According to Bertrand Russell, there should be no opposition between machines and emotions. The machines were invented by the West for increasing their wealth and prosperity and the people of the East are jealous of the West because the West had machinery but the East did not have it. The people of the East also love machines now.

The important question for Russell is why people love machines. The answer is that machines give power and money to the man and with money a man can satisfy his physical needs like food, clothes, house etc. No doubt, machines can reduce poverty but the problem is that those who love machines have already enough to provide them against poverty. If people love machines and money for reducing poverty and destitution, there is a justification for them. But what justification is there for those people who have enough to meet their physical needs, and yet want to increase their money? They want more money because they want to have the power to do good, not to themselves but to cause pain to others. They feel happy with the idea that those who have to work with machines have to live in dust and dirt caused by machines while they themselves sit away from them and from the dirt and dust in which the workers have to work.

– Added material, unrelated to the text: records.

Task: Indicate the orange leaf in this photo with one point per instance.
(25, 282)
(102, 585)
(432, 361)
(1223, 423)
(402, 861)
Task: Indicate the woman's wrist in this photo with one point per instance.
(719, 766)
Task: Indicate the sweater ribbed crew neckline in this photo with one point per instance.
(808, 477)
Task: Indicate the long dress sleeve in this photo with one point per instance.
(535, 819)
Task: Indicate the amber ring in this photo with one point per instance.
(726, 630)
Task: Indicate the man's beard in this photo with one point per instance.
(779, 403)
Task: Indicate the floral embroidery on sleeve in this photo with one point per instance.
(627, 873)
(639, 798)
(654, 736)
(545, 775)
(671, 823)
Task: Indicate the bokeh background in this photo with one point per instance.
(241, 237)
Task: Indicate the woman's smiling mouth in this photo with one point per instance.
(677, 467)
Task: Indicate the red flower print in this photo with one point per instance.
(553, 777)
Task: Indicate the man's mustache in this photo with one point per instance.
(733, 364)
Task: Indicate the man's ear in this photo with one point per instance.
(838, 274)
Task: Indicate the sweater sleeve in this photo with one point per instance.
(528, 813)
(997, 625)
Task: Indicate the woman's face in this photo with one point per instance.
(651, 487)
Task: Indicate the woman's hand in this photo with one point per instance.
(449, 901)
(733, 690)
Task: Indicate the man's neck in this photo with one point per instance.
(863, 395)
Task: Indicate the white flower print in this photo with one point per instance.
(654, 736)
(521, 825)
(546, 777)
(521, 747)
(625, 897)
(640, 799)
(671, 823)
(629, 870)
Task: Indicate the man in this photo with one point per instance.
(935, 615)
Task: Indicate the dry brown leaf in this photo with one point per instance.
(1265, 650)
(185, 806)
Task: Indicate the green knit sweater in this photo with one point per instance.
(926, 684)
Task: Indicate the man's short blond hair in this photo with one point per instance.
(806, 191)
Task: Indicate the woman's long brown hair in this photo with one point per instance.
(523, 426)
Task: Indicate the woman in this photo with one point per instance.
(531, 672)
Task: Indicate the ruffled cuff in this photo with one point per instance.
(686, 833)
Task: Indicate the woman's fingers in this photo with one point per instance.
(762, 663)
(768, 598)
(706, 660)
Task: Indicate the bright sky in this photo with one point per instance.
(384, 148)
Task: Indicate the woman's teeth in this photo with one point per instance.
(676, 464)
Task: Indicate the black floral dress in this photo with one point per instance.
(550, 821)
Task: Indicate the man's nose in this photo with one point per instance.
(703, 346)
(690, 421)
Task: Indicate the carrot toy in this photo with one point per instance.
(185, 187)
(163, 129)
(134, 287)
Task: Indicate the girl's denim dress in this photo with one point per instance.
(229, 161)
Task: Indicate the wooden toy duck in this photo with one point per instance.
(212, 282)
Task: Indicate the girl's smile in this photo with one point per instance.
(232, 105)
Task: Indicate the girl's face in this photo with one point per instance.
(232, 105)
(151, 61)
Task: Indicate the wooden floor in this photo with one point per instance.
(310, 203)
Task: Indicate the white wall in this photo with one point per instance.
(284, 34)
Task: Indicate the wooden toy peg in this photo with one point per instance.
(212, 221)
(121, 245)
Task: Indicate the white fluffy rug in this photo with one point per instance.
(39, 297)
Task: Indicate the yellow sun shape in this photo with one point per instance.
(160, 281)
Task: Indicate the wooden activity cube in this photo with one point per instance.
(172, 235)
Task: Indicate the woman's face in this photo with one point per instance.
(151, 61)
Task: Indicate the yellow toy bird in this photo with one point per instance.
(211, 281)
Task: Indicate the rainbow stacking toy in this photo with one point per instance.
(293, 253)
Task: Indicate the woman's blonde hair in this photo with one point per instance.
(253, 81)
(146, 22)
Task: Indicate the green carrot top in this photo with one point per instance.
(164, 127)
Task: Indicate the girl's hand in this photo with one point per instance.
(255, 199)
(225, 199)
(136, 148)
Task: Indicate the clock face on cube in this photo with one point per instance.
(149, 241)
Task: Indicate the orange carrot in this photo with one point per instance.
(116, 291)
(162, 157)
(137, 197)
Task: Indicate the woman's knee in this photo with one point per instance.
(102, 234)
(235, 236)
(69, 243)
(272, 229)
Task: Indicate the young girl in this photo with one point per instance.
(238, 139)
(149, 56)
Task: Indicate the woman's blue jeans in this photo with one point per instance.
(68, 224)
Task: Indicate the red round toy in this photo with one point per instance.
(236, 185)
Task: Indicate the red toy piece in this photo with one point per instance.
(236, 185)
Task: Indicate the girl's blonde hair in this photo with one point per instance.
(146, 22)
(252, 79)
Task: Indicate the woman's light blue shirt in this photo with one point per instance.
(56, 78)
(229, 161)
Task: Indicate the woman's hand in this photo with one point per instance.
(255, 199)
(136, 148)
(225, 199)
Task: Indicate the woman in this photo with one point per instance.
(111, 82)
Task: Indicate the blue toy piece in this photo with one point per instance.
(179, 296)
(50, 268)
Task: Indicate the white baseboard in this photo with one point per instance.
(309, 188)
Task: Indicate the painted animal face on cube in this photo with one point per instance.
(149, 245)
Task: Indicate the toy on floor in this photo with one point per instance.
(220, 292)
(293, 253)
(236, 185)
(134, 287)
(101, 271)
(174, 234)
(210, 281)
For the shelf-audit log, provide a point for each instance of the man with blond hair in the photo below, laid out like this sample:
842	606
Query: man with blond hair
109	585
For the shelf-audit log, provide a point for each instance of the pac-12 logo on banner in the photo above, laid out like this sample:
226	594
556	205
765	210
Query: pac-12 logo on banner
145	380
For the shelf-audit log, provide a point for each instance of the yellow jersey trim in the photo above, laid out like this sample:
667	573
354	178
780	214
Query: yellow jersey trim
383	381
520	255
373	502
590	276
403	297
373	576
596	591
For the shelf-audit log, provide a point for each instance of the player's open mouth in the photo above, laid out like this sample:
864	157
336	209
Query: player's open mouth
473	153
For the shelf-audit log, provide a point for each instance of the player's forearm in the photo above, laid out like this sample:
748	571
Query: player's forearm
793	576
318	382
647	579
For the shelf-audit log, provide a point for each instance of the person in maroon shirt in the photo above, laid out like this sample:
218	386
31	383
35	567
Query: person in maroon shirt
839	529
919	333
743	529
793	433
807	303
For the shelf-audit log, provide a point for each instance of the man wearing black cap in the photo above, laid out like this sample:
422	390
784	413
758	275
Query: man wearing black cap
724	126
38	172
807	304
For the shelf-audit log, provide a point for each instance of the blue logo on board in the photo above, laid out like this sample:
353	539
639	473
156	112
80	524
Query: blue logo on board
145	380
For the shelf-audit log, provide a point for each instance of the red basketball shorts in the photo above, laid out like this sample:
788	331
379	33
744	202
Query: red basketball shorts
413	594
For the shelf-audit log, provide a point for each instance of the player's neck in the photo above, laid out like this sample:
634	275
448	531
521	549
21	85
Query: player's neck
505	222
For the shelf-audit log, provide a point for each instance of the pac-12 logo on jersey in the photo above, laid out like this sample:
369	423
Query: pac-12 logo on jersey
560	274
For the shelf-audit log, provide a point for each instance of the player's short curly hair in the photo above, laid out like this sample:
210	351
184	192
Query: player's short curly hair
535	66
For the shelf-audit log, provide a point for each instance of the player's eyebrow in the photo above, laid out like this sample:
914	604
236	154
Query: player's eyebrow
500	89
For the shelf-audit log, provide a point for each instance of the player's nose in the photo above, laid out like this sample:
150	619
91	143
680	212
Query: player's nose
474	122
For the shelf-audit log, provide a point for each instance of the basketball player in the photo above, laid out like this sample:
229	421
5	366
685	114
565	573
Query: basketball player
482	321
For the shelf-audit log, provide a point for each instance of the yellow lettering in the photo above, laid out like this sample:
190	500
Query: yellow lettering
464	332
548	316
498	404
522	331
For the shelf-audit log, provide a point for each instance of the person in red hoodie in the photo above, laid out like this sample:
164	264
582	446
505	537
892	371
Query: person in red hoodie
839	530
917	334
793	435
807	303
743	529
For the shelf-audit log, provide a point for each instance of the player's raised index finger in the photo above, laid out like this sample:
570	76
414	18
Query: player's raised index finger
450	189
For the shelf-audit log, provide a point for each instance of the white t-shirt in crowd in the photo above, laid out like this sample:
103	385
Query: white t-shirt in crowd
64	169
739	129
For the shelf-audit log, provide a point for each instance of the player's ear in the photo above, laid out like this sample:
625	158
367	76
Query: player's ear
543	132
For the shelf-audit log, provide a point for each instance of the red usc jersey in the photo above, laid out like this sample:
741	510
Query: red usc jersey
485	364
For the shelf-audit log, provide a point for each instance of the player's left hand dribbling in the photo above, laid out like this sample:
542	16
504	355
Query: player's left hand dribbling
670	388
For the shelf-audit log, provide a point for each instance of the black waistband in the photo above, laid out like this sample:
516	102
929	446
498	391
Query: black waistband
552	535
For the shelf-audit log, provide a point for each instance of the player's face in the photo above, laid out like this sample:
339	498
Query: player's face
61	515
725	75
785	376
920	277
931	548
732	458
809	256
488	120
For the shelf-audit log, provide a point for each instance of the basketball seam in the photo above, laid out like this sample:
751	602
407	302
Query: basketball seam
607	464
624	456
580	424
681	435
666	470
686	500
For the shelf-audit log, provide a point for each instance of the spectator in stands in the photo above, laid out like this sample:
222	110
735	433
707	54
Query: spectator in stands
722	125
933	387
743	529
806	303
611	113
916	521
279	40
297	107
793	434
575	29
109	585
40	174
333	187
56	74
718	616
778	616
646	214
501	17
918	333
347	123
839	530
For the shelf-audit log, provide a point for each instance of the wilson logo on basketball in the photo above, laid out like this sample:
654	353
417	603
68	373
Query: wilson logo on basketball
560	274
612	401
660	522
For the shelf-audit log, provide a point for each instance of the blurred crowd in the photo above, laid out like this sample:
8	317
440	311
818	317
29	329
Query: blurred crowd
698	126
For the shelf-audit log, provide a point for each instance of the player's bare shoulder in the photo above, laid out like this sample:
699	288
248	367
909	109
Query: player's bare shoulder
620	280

The writer says that there is no harm if the wealth that machines create is needed for meeting the physical necessities of life and to that limit, the use of machines is perfectly acceptable. There is nothing objectionable about machines if these are used for reducing poverty and destitution among people and nations. But how to account for the love of money for money’s sake only? Those whose physical needs are totally satisfied yet they want more and more money. The answer to it is that people want power through money and machines. They want to live a life better than others. In other words, they want to be admired and appreciated because they have more than they need so that others who do not have as much money should feel jealous of them. The writer says that for such people happiness is in proportion to their wealth. They have so much that they do not know what to do with their excess money and so they spend it on things in which they are in the least interested. But they do so, so that others may feel jealous of them. Thus the happiness that money gives to them is in proportion to the pain that others feel in being jealous of them and it is for this reason that people want more money. If by law it is decided that everyone will have the same amount of money, neither more nor less, the competitive advantage that money gives will not be there and people will not want more money and more machinery.

The reason is that the desire for admiration and appreciation that everyone has is natural in man and this desire is the source of competitive spirit in man. The disadvantage with working on machines is that man is unable to satisfy his competitive instinct. Machines demand machine like qualities in man—regularity, punctuality and exactness. Being dissatisfied with regularity their instincts become rebellious. They want spontaneity and variety and these are the qualities discouraged by machines. The workers want to do something new, different and unusual. But they have no opportunity for doing so. Consequently, their instincts seek their expression and relief in war. This is the reason for the modern costly world wars in our days. The writer says that something needs to be done to curb these rebellious and anarchic tendencies in man. One method is to provide workers with opportunities for doing something unusual and new. For this, the workers may be given one month’s leave on full pay to do what they like to satisfy their natural instincts. They may climb the Alps mountains or work on an aeroplane and the like. All this will give them relief and the desire for war will disappear. Psychology has not made the study of human nature from this point of view. In this way, the desire for collecting too much wealth will naturally disappear and man will be happier. Then there will be no opposition between machines and human emotions.